大方の予想通り、自民党の勝利に終わった、12月14日の第47回衆議院議員総選挙。安倍政権の経済政策に対する信任は本当に得られたのでしょうか。

日本を真に未来ある国にするためには、地方創生と女性活躍が欠かせません。地方政府は、そして中央政府は何をすればいいのか。

「前代未聞」「無理です」という行政の壁を越えて、嫁ぎ先で農業を続けるために起業した、4児の母の声を、お届けしましょう。公務員家庭で育ち、結婚前は会社員だった彼女は、なぜ、りんご畑の中にカフェを開いたのでしょうか。

この国を本当に立て直すためには、天下国家を論じる「大きな物語」だけでなく、目の前の家族と地域の幸せを真剣に考えるミクロな視点と行動力が必要です。

2ヘクタールのりんご畑の中に建つカフェ

松本直子さん

JR盛岡駅からタクシーで30分弱。「北上川には鮭がのぼってきますよ」と教えてくれる親切な運転手さんとのんびり会話をするうちに、なだらかな丘が見えてきた。
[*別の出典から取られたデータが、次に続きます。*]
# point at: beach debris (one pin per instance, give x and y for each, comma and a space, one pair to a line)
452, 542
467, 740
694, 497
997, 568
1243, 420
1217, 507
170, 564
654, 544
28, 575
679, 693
斜面にりんご畑が続く。農道を登り切ったところに、コテージのような木造平屋の建物がある。

この「緑の中にあって、邪魔にならない」建物が、松本直子さんのmi cafe(ミカフェ)だ。金曜の15時に着くと、名物のアップルパイはすでに売り切れだった。
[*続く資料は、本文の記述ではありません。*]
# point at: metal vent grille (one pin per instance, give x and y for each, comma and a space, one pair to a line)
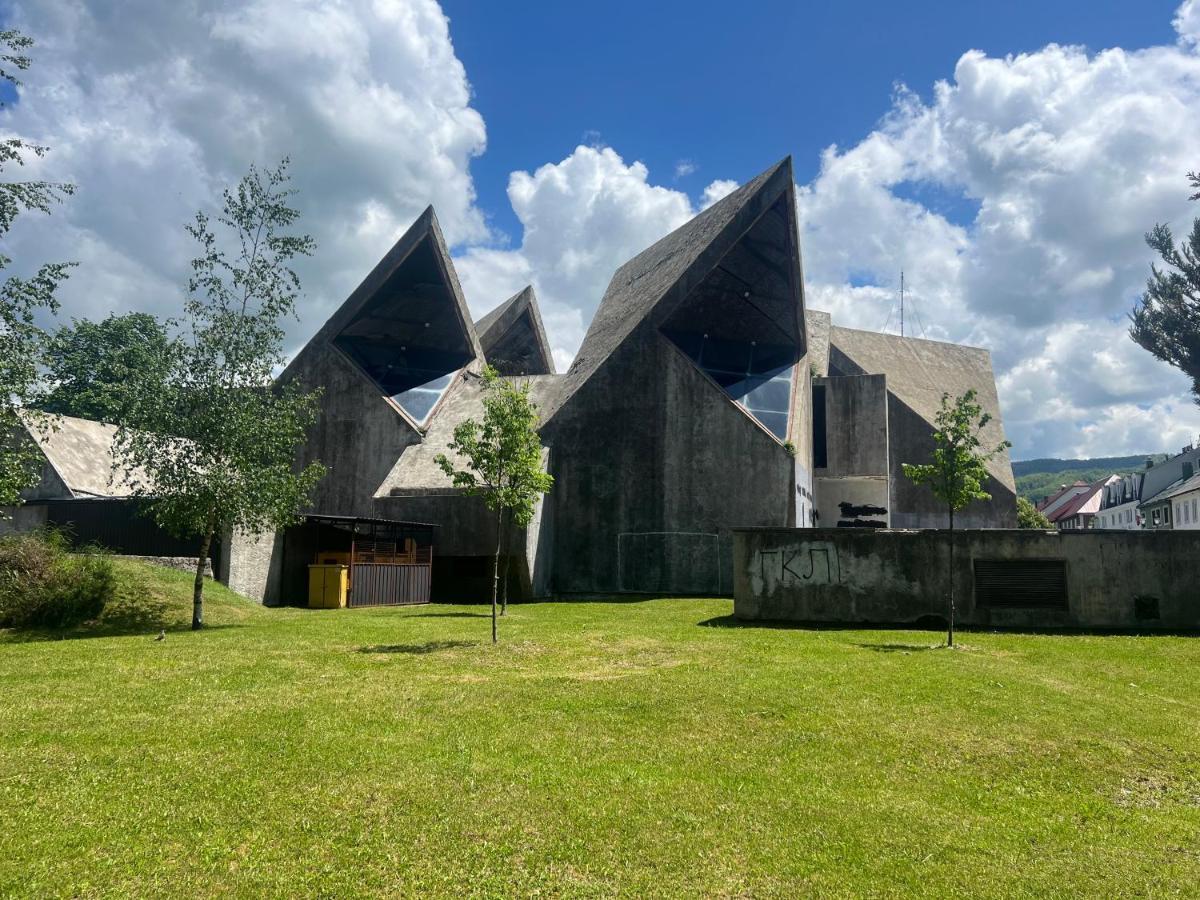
1021, 583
暗くならないうちに・・・と建物や周辺の風景を撮影している間に、若いカップルが入店していく。紺のダッフルコートにチェックのシャツ、ベージュのセーター、髪をひとつにまとめて前髪を切りそろえた女の子。男の子は、カールした髪にメガネをかけ、細身のベージュパンツにハイネックのセーター。一方でカフェから出て帰っていくのは、品の良い紳士。鳥打帽、ジャケットとマフラーが緑に映えている。郊外の果物畑のただなかにあって、そういうお客さんが自然に集まってくる。